Wed, 30 Jan 2002 17:01:01 -0800 (PST)

On Wed, 30 Jan 2002, Remco Gerlich wrote:

> On  0, "McCarney, James Alexander" <James.Alexander.McCarney@Cognicase.com> wrote:
> > This is something I have wondered. When I write a script and Py interprets
> > it, how does Py compile it?
> > Could anyone direct me to some FAQs or really high-level dirt on the matter.
> > TiA.
> 
> How do you mean?
> 
> It parses the code,

Parsing takes chunks of the program text, and figures out the
relationships between all the pieces.

As an analogy, we can form a "tree" out of a sentence, like "I am
Tarzan!":

               sentence
           +------+-------+
          /       |        \
         /        |         \
     subject    verb      object
        |         |          |
        I        am        Tarzan!

A large part of understanding a language is figuring out the structure and
relationships between the words.  Likewise, a Python parser needs to do
the same sort of tree-building with the Python grammar as one of the first
steps in generating bytecode.

If we're interested in this sort of stuff, we can take a look at:

    http://www.python.org/doc/current/ref/ref.html

where the docs explain Python grammatical structure in more detail.  
There's also a module called 'parser' that will do the tree building for
us:

    http://www.python.org/doc/lib/module-parser.html

Parsing is an involving topic, but it's been so well developed that we can
use parsing tools without really having to worry about how these tools
actually work.  *grin* It's quite cool that parsing technology is very
much related to the work of linguists like Noam Chomsky.

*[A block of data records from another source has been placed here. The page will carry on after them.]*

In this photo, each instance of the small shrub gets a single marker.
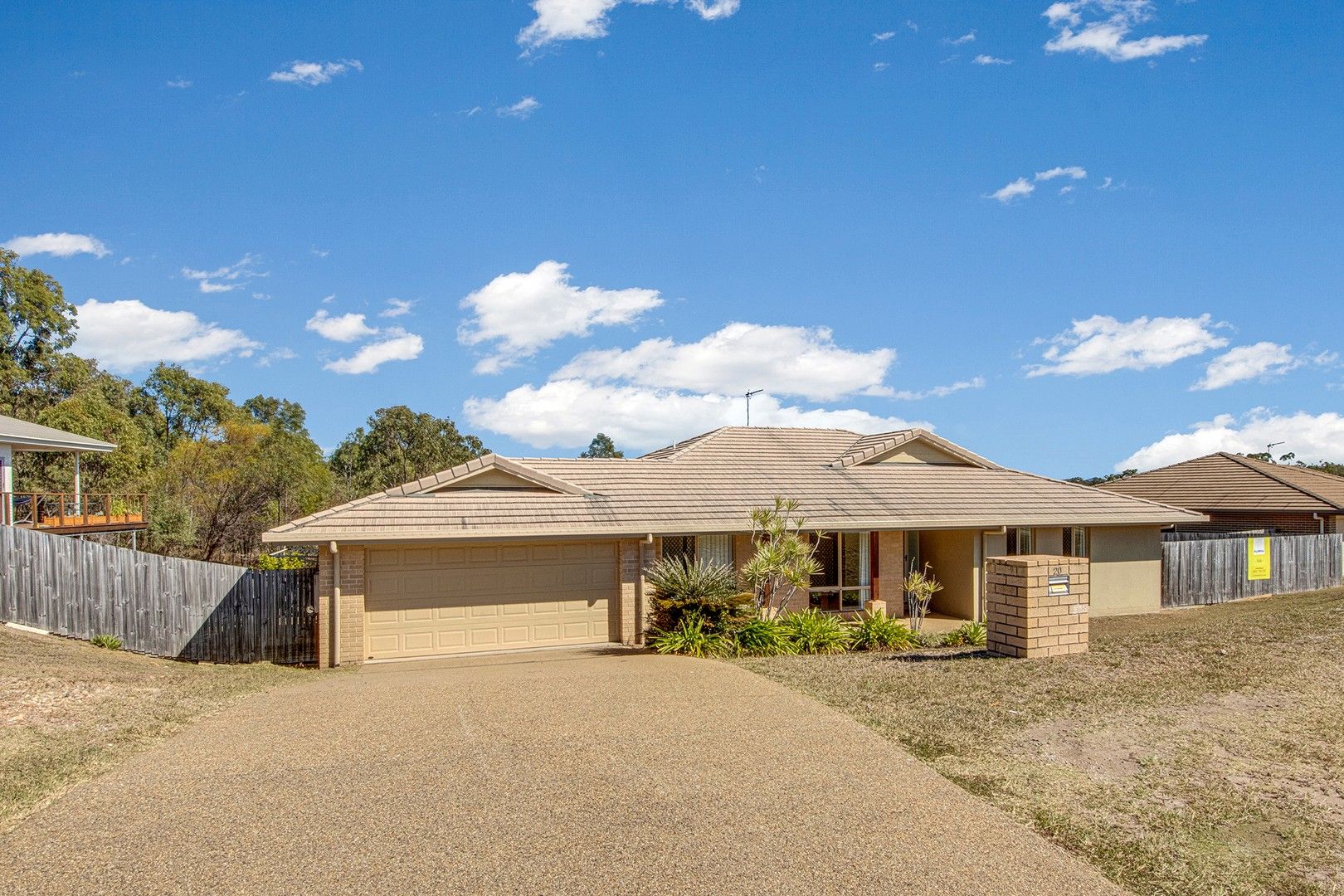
(762, 638)
(110, 641)
(968, 633)
(815, 631)
(879, 631)
(683, 587)
(691, 638)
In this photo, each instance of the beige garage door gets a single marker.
(427, 601)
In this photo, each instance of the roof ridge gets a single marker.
(1259, 466)
(1093, 488)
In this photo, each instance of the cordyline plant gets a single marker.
(784, 559)
(919, 589)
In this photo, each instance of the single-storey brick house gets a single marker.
(523, 553)
(1242, 494)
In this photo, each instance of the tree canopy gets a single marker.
(602, 446)
(398, 445)
(217, 473)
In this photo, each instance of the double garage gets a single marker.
(422, 601)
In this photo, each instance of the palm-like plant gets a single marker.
(919, 589)
(784, 559)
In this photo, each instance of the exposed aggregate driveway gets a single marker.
(546, 772)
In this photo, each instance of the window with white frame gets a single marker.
(845, 582)
(1019, 540)
(1075, 542)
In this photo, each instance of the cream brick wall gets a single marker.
(351, 605)
(1023, 618)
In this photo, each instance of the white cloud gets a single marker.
(567, 411)
(1311, 437)
(1244, 363)
(396, 345)
(938, 391)
(784, 360)
(60, 245)
(314, 73)
(1073, 173)
(227, 278)
(398, 306)
(128, 334)
(1103, 344)
(1019, 188)
(714, 10)
(339, 328)
(1108, 32)
(522, 314)
(587, 19)
(1022, 187)
(520, 109)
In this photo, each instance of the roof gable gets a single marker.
(1229, 481)
(489, 472)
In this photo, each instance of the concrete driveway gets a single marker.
(546, 772)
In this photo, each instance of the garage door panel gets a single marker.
(436, 601)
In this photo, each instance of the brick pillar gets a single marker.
(351, 605)
(1036, 605)
(631, 574)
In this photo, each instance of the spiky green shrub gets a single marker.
(689, 637)
(815, 631)
(875, 631)
(108, 641)
(682, 587)
(968, 633)
(762, 638)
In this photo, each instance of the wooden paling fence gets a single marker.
(156, 605)
(1215, 570)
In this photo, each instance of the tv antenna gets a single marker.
(747, 397)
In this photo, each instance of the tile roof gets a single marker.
(1227, 481)
(711, 484)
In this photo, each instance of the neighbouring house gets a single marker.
(1242, 494)
(74, 512)
(523, 553)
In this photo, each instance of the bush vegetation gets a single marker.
(683, 587)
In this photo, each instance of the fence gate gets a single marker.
(158, 605)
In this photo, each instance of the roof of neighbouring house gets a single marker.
(1227, 481)
(711, 483)
(34, 437)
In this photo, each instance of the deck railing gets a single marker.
(56, 511)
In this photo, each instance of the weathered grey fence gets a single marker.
(156, 605)
(1214, 570)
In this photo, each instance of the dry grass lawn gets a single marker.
(71, 711)
(1194, 751)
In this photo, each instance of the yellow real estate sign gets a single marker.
(1257, 559)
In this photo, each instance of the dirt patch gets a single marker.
(71, 711)
(1187, 752)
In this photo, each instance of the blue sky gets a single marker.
(1069, 236)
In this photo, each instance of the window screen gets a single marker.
(679, 547)
(714, 548)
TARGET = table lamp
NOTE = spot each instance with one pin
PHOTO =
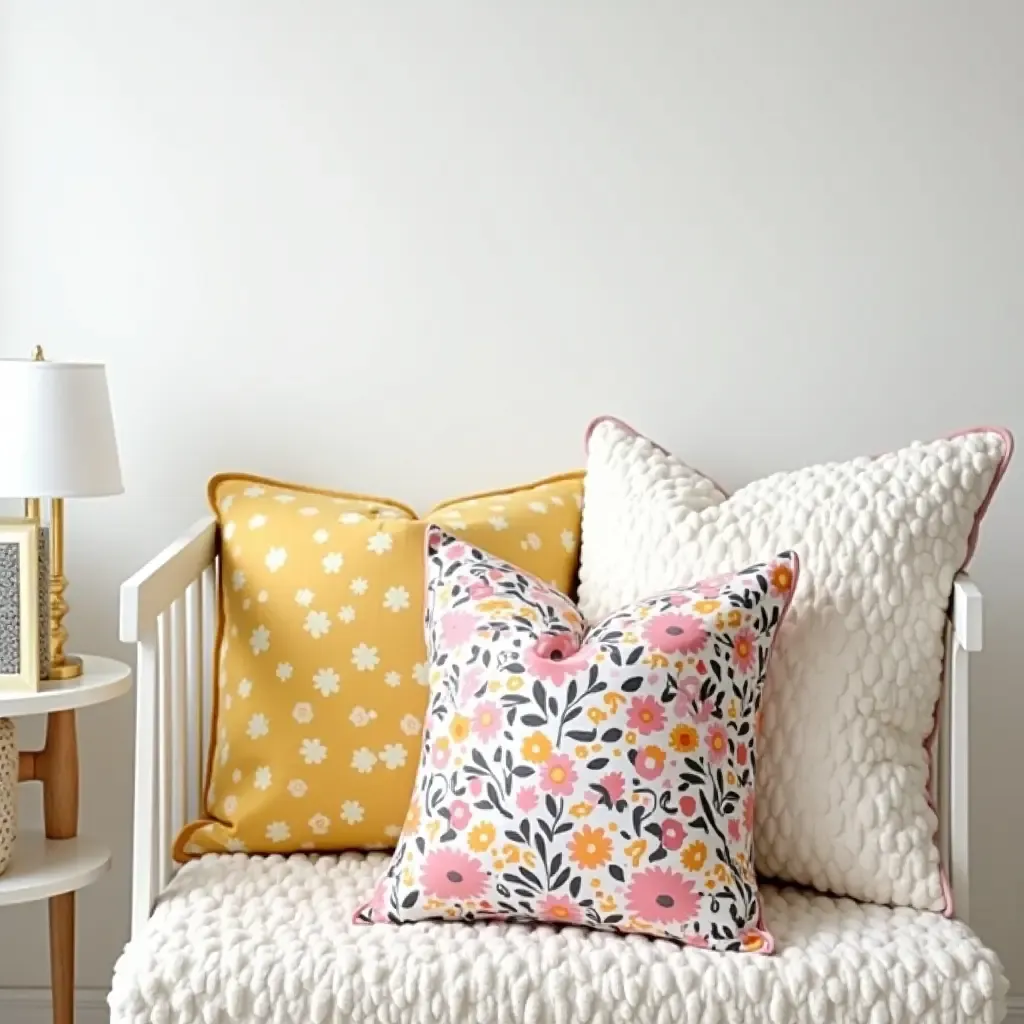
(56, 441)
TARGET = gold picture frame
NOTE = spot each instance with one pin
(19, 669)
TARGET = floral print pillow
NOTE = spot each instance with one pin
(597, 775)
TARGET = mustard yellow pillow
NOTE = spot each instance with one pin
(321, 682)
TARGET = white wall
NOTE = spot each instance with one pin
(413, 249)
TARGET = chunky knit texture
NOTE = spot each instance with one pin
(239, 940)
(842, 801)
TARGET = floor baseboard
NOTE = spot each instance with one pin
(32, 1006)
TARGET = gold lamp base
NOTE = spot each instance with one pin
(61, 666)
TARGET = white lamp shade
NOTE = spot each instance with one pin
(56, 431)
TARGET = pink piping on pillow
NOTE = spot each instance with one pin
(763, 928)
(972, 542)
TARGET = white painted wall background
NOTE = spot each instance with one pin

Anyway, once Python parses source code into a tree, it now has it in a
form that's more digestible.  Now it can reduce it into even smaller
chunks called "bytecodes".  We can see an example of what bytecode looks
like by using the 'dis' module:

###
>>> import dis
>>> def gcd(a, b):
...    if b == 0: return a
...    return gcd(b, a % b)
... 
>>> dis.dis(gcd)
          0 SET_LINENO               1

          3 SET_LINENO               2
          6 LOAD_FAST                1 (b)
          9 LOAD_CONST               1 (0)
         12 COMPARE_OP               2 (==)
         15 JUMP_IF_FALSE           11 (to 29)
         18 POP_TOP             
[... rest of the decompiled code cut for brevity.]
###

The compiler probably does a case-by-case analysis of a program when it
translates a parse tree into these elementary bytecodes --- if it's
processing an 'if', then it needs to set up a way of jumping around code
if the test returns false.  Take a look at:

    http://www.python.org/doc/lib/module-dis.html

for a list of the primitive bytecodes that Python uses.  It's a surprising
fact that the high level concepts that we work with in Python can be
reduced to such simple operations as LOADing and JUMPing.

> then compiles it to Python bytecode. The bytecodes are run by the
> Python interpreter (they're stored in the .pyc file so the same .py
> file only has to be compiled once if it doesn't change). I'm not sure
> what part of this you need high level information on. Basically this
> is the highest level view, as a next step you could look at the C
> source :)

Python 2.2 now comes with a 'compiler' module that implements the Python
bytecode compiler in Python:

    http://www.python.org/doc/lib/compiler.html

(I'm actually trying to learn how the compiler works myself; I'd love to
do a project that compiles Scheme into Python bytecodes just for the
perversity of it all.  *grin*)